That allowed the Seminoles to pulled to within 23-12. All of a sudden, things were getting interesting.

“We’ve got to do a better job with turnovers,” Raiders coach Wilbert Kennedy said. “We were playing a guy who was injured and he probably shouldn’t have played tonight. He wasn’t really throwing correctly. His form was off.”

But then Farr returned and removed all doubt.

First he ran six yards for a touchdown. After the Raiders’ Jordan Scott returned an interception for a touchdown to give Racine a 32-18 lead, Farr finished off the night with two more scoring passes.

Farr finished the night with 10 completions in 24 attempts for 201 yards, with two touchdowns and two interceptions.

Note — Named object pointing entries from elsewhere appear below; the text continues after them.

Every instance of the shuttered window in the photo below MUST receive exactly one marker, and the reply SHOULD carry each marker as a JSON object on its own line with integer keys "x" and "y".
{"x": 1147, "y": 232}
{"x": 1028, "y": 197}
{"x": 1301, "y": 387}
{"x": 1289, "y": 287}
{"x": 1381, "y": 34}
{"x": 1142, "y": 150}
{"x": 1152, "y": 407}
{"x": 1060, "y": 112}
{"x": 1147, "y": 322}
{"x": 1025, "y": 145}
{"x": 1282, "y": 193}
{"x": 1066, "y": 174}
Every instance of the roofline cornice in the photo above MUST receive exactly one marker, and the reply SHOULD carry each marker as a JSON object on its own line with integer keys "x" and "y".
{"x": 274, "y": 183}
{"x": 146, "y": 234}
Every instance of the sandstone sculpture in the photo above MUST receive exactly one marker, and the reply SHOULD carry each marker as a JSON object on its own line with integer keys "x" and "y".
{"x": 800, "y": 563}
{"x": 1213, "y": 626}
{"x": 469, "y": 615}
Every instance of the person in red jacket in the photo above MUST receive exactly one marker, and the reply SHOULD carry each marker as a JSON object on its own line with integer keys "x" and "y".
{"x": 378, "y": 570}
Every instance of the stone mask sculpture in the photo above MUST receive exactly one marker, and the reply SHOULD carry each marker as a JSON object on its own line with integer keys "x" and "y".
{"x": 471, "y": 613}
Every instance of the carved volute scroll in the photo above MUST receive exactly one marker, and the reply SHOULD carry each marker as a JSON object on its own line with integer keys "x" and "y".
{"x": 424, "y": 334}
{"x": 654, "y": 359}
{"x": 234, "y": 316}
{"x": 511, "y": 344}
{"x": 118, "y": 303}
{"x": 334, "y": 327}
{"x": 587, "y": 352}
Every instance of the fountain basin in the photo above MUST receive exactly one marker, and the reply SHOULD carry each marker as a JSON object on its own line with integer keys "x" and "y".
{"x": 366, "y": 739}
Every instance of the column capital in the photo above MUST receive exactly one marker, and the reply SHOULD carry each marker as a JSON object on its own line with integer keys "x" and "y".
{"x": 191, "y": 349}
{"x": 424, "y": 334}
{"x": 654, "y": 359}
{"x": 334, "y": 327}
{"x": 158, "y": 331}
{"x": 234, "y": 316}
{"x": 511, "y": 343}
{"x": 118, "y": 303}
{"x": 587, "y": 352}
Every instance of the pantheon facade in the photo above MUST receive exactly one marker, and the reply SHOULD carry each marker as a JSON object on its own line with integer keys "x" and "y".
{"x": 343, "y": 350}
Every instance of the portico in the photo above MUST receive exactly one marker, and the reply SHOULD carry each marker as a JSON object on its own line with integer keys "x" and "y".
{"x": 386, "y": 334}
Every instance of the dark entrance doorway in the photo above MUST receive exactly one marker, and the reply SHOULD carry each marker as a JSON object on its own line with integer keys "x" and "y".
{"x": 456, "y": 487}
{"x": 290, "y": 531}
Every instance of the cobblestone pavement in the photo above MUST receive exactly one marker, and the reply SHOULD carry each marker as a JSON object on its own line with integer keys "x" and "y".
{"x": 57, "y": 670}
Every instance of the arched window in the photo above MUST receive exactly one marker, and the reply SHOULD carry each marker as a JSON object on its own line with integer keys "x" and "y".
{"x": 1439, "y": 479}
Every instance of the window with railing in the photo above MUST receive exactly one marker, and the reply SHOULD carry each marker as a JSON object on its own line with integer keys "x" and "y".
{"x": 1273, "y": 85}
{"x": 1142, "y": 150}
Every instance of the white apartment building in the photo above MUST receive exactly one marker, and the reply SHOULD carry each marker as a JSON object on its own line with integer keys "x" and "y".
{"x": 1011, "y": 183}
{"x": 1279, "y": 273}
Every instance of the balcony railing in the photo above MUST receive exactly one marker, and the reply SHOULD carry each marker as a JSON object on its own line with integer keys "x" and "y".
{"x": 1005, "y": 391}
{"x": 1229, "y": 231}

But perhaps the biggest standout was Triplett, who consistently burst for nice gains and finished with 229 yards and two touchdowns on 24 carries. He accounted for 41 percent of the Raiders’ 553 total yards. No other Raider rushed for more than 24 yards.

“I had all these big runs, man, but I wouldn’t have had those two touchdowns without the line,” Triplett said.

Said Kennedy: “He ran really well and was reading his blocks.”

And then there was a Raiders defense that was outstanding most of the night, intercepting six passes, recovering a fumble and producing three sacks. The Seminoles (1-2) finished with minus-four rushing yards in 22 attempts.